2Пятигорский А. М. Некоторые общие замечания относительно текста как разновидности сигнала // Структурно-типологические исследования. М., 1962.
3 Там же. С. 145.
435
системе культуры, выраженности. Так, в момент возникновения письменной культуры выраженность сообщения в фонологических единицах начинает восприниматься как невыраженность. Ей противопоставляется графическая фиксация некоторой группы сообщений, которые признаются единственно существующими, с точки зрения данной культуры. Не всякое сообщение достойно быть записанным: одновременно все записанное получает особую культурную значимость, превращается в текст (ср. отождествление графической зафиксированности в терминах «писание» и обычных в русской средневековой письменности формулах типа «писано бо есть», «глаголати от писания»). Противопоставлению «устный — письменный» в одних культурах в других может соответствовать «не опубликованный типографски — печатный» и т. п. Выраженность может проявляться и как требование определенного материала для закрепления: «текстом» считается вырезанное на камне или металле в отличие от написанного на разрушаемых материалах — антитеза «прочное/вечное — кратковременное»; написанное на пергаменте или шелке в отличие от бумаги — антитеза «ценное — неценное»; напечатанное в книге в отличие от напечатанного в газете, написанное в альбоме в отличие от написанного в письме — антитеза «подлежащее хранению — подлежащее уничтожению»; показательно, что эта антитеза работает только в системах, в которых письма и газеты не подлежат хранению, и снимается в противоположных.

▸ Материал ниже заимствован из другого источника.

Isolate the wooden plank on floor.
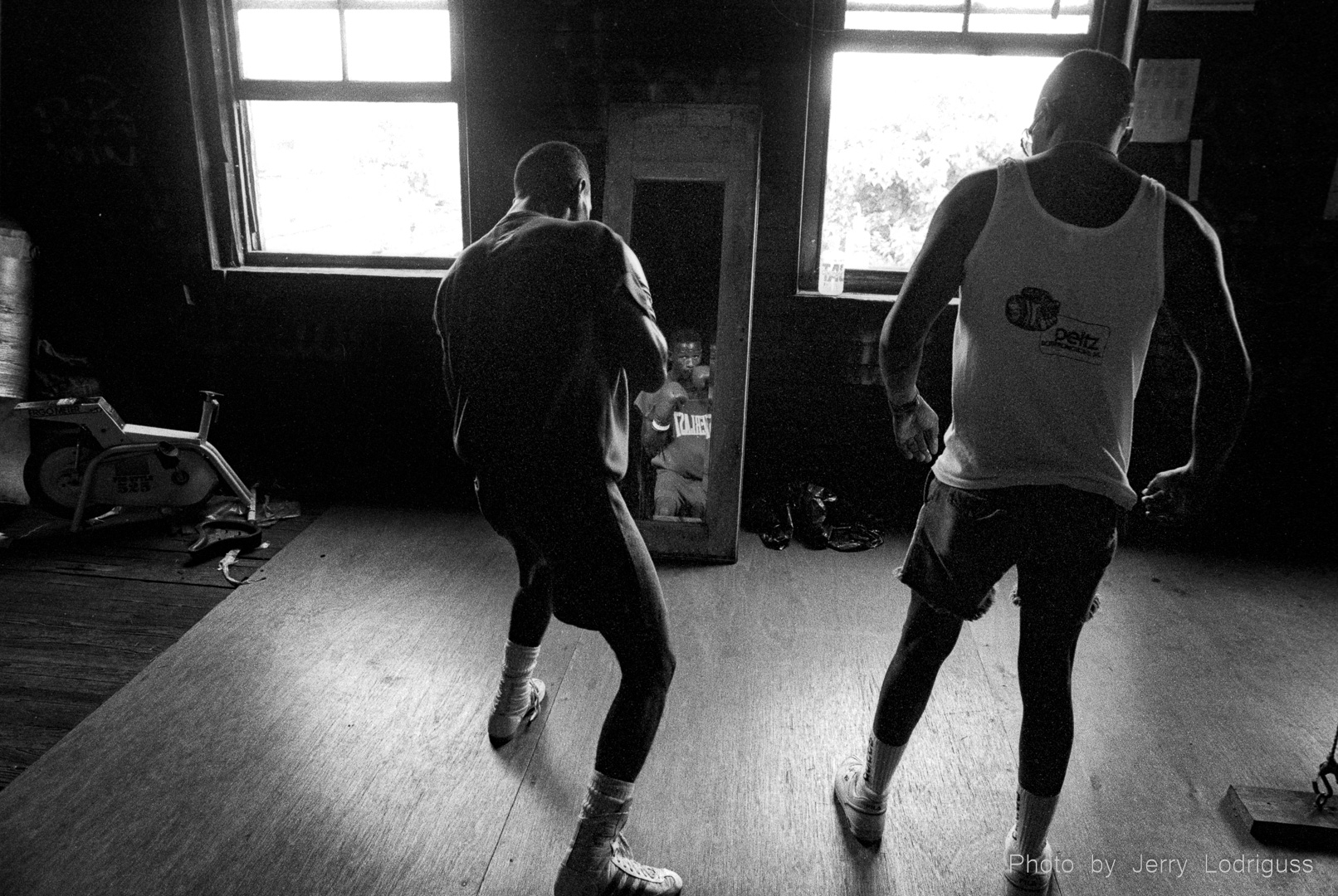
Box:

Не следует думать, что особая «выраженность» культурного текста, отличающая его от общеязыковой выраженности, распространяется лишь на разные формы письменной культуры. В дописьменной культуре признаком текста становится дополнительная сверхъязыковая организованность на уровне выражения. Так, в устных культурах текстам юридическим, этическим, религиозным, концентрирующим научные сведения по сельскому хозяйству, астрономии и т. п. — приписывается обязательная сверхорганизация в форме пословицы, афоризма с определенными структурными признаками. Мудрость невозможна не в форме текста, а текст подразумевает определенную организацию. Поэтому на такой стадии культуры истина отличается от неистины по признаку наличия сверхъязыковой организации высказывания. Показательно, что с переходом к письменной, а затем — типографской стадии культуры это требование отпадает (ср. превращение Библии в европейской культурной традиции в прозу), заменяясь иными. Наблюдения над дописьменными текстами приобретают дополнительный смысл при анализе понятия текста в современной культуре, для которой, в связи с развитием радио и механических говорящих средств, снова утрачивается обязательность графической выраженности для текста.
1.1. Классифицируя культуры по признаку, отделяющему текст от нетекста, следует не упускать из виду возможность обратимости этих понятий относительно каждой конкретной границы. Так, при наличии противопоставления «письменный — устный» можно представить себе и культуру, в которой в качестве текстов будут выступать только письменные сообщения, и культуру, в которой письменность будет использоваться в житейских и практических целях, а тексты (сакральные, поэтические, этико-нормативные и др.) передаются в виде устойчивых устных норм. В равной мере возможны высказы-
436
вания: «Это настоящий поэт — он печатается» — и: «Это настоящий поэт — он не печатается». Сравним у Пушкина:
Радищев, рабства враг, цензуры избежал,
И Пушкина стихи в печати не бывали... (II, 1, 269)
Когда б писать ты начал с дуру,
Тогда б наверно ты пролез
Сквозь нашу тесную цензуру,
Как внидешь в царствие небес (II, 1, 152).
Принадлежность к печати остается критерием и в том случае, когда говорится: «Если бы это было ценно (истинно, свято, поэтично) — это бы напечатали», и при противоположном утверждении.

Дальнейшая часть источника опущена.